The structure is a call-and-response, in which the prayer leader gives the congregation direction. “Barekhu!” he or she says. Grammatically speaking, that’s an order. “You should all proclaim blessing now!” And indeed the congregation does. “Blessed is Adonay, the Blessed, for all eternity.”
But what about the prayer leaders themselves? Are they members of the group? Or are they the superiors – the bosses or generals, so to speak – who instruct the masses what to do but do not follow their own rules? Do they merely talk the talk but not walk the walk? No, they too must bless exactly as all their fellow congregants do. And since the ruling of R. Yehuda of Barcelona in the 11th century, repeating that line has been the prevailing practice.
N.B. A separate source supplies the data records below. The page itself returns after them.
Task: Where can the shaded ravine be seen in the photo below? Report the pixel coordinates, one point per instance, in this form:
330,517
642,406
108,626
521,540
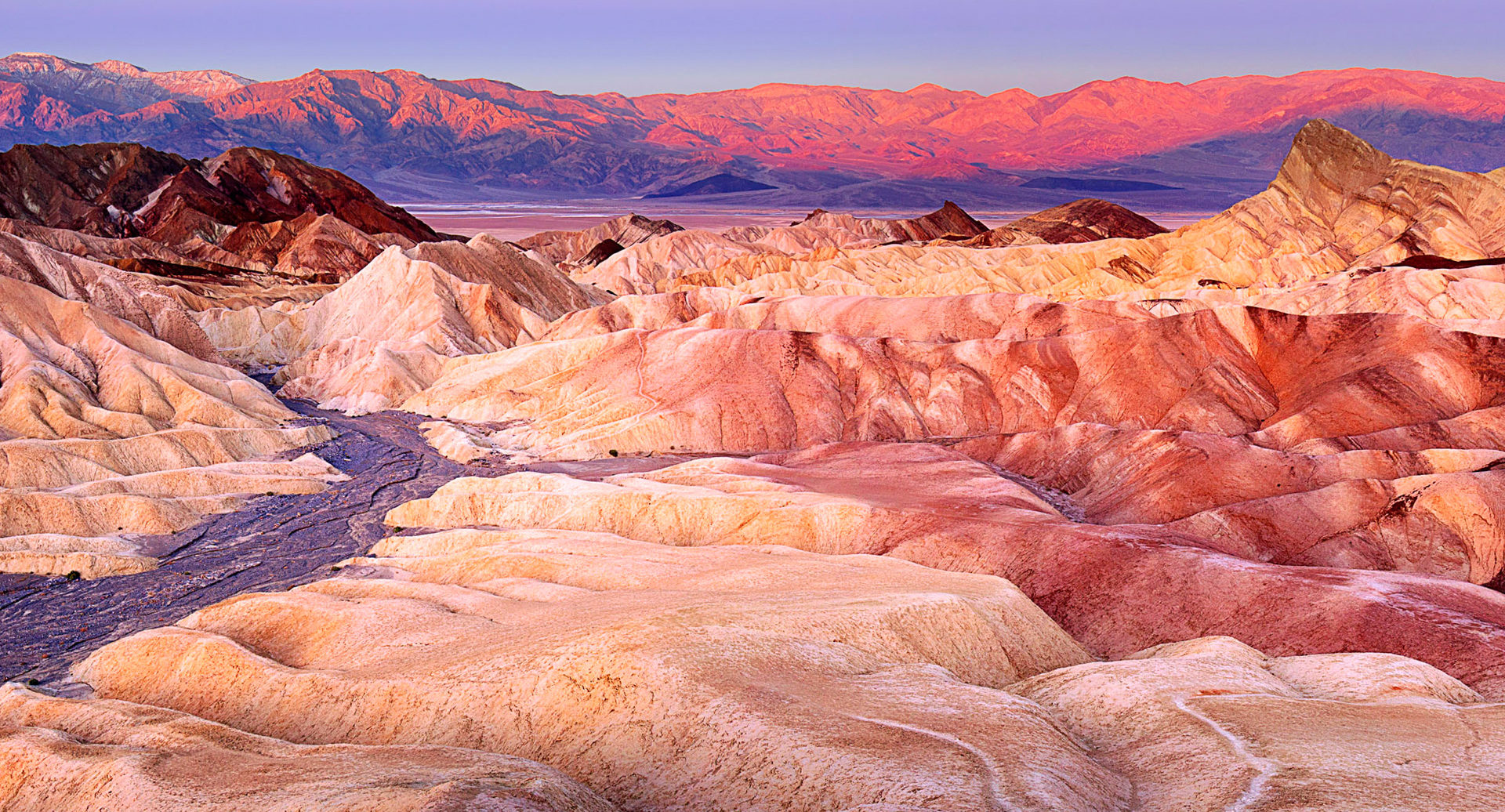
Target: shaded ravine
47,625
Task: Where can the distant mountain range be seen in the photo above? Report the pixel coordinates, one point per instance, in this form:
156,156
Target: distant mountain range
413,137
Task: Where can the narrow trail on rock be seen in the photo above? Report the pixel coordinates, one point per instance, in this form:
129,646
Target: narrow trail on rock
273,543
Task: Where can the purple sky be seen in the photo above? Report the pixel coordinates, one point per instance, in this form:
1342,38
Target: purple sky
680,45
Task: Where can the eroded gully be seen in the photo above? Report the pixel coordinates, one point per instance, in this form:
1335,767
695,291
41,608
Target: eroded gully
47,625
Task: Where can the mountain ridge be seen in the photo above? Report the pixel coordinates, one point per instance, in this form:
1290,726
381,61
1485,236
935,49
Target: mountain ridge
415,131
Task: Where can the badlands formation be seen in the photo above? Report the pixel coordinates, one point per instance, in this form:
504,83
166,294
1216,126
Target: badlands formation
1068,513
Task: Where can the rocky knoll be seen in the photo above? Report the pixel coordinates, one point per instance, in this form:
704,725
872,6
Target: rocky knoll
595,244
655,262
383,335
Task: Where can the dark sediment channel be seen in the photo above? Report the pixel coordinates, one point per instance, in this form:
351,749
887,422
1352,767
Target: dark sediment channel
273,543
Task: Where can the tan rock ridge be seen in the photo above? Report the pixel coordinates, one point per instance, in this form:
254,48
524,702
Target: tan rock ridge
1336,203
75,756
1279,378
760,677
1114,589
112,433
119,294
383,335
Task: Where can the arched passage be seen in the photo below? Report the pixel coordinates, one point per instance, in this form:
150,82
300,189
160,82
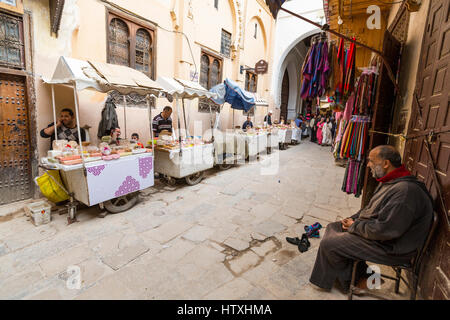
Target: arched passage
291,59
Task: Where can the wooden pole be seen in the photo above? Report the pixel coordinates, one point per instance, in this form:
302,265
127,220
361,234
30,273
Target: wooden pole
54,113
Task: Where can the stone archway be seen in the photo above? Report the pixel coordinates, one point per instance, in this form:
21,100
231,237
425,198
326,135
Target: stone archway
283,62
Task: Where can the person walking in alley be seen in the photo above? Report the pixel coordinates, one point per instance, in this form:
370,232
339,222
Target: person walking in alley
319,130
268,118
326,133
389,230
247,124
312,126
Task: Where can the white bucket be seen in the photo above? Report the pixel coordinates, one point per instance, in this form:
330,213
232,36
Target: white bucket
39,211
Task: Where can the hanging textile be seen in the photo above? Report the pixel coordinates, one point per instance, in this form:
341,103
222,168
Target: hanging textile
315,71
352,144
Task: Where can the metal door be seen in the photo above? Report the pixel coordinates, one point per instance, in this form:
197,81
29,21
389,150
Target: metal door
433,87
15,166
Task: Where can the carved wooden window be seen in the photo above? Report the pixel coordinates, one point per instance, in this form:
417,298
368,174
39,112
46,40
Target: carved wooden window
119,45
210,75
143,51
204,71
11,42
251,81
226,43
131,45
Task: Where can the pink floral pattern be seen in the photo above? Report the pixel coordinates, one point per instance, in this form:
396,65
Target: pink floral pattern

This idea of leader-as-member is expressed clearly in a parallel liturgy, familiar to many of you: in Birkat HaMazon, the blessing following eating, the call to recite the blessing begins with the phrase נברך, nevarekh, or “let us bless together.” Note the different grammar here. The leader says to his or her fellow diners: “Let’s do this together.” Not: “Everyone do what I tell you.” The Talmud [Yerushalmi Berakhot 7.3] says that either phrasing – the cohortative “let’s bless together” or the exhoratation “everyone bless” – is acceptable after eating, and only “uptight nit-pickers” [נוקדנים] dissent. But the Sage Samuel [Babylonia, 3rd century] prefers “let’s bless together” because “I never separate myself from the community.” It’s always best to worship with others. And so nevarech, “let’s bless together,” became the standard way to begin Birkat HaMazon.
OK, so why didn’t Samuel’s version displace Barekhu as the call to prayer in synagogue? Maybe it should have. But 2,000 years of liturgy are not easily changed, so Barekhu it is. But our prayer book has worked the idea of leader-as-fellow-member in, by demanding that leaders also recite the same blessing they summon from the congregation.
Now, full disclosure, not everyone followed R. Judah of Barcelona and his repeated blessing. R. Amram Gaon in 9th century Iraq, Maimonides in 12th century Egypt, R. Meir of Rothenberg in 13th century Germany – none of them repeated the communal response. But they all accepted the same idea, locating it in a different word: since the prayer leaders summon the community to “Proclaim Blessing to Adonay the Blessed,” that was sufficient to count as their own blessing.
Either way, when you daven these lines, whether you are leading prayers from the dais or sitting in the pews, the point is to create a communal chorus of blessing to Adonay, the Blessed, eternally.